Tuesday, March 20, 2007

The Low-Down on Wikipedia

Wikipedia is probably one of my most accessed sites, if not the most accessed site (aside from my email account). For the past three years of college life, i've relied on Wikipedia to help me find more information on what I need. More than once, i've praised its example of free information, and the theory of user-generated/regulated content. But what if, its not all that? What if i'm being misled?

We live in a world of information, i've said it time and again. It's the real currency of our lives. In my life, which is being geared towards an almost fanatic pursuit of information, it is vitally important to be as sure as possible of the integrity of information. Intellectual honesty, now more than ever, is the primary value in my career. No student worth calling herself a student would willfully be haphazard about research and the sources she uses. Once its on paper, once its published, that's it, its out there and it's attached to the writer's name. A single lie, a single slip, and no one will believe your work. No university (at least the ones that matter) will work with you. In this business of science, truth, information and publication, I firmly adhere to the belief that integrity is the ONLY value. Make mistakes because your human, but at least be honest about them. An honest mistake is better than a dishonest success.

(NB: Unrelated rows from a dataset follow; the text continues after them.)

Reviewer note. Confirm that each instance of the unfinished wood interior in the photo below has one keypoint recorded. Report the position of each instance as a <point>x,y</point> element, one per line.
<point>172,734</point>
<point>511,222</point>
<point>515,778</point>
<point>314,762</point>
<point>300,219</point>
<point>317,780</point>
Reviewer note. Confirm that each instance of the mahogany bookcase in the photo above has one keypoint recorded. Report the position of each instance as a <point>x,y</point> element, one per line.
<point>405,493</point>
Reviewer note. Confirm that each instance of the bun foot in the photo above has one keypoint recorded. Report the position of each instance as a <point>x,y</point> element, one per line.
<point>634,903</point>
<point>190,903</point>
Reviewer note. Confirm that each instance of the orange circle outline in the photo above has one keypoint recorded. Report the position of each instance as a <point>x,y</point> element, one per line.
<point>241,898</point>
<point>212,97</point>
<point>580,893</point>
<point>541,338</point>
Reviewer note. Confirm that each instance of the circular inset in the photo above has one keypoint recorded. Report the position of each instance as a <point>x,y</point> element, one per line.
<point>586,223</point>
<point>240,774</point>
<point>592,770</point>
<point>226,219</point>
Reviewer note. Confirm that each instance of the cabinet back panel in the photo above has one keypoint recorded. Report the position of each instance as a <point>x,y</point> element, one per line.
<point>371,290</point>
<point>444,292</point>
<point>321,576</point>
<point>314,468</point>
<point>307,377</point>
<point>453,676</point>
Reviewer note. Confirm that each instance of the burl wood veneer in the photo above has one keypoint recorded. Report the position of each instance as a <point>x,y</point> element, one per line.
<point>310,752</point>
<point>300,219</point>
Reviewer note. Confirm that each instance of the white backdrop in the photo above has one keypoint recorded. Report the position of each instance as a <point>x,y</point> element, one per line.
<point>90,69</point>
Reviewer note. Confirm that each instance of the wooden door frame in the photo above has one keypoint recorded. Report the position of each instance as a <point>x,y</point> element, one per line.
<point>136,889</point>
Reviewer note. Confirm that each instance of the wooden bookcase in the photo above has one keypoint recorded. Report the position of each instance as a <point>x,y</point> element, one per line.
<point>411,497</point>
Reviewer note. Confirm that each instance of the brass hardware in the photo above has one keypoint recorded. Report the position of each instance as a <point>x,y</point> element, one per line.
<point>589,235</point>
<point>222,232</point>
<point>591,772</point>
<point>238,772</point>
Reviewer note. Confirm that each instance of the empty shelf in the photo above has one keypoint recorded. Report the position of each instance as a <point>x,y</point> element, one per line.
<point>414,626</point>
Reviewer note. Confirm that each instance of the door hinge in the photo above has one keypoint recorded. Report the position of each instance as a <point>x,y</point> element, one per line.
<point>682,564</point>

A lot of students, in all levels, use Wikipedia. The problem is when they use it as a source in their research. Wikipedia just isn't reliable enough. I got the idea from Ian Casocot, Palanca awardee and a teacher of research writing here in Silliman. He said that there have been instances where information taken from Wikipedia either was wrong or outdated. What solidifies this allegation in my mind is the human element that really is the core of Wikipedia. And people make mistakes, individually and collectively.

I guess the whole point i'm trying to build up to here is that Wikipedia isn't an end source. Its a jump-off for research, giving you ideas of what to look up. The most reliable internet sources remain those with a .edu attached to their URL. Wikipedia provides links to these, and that's where the endeavoring student needs to look.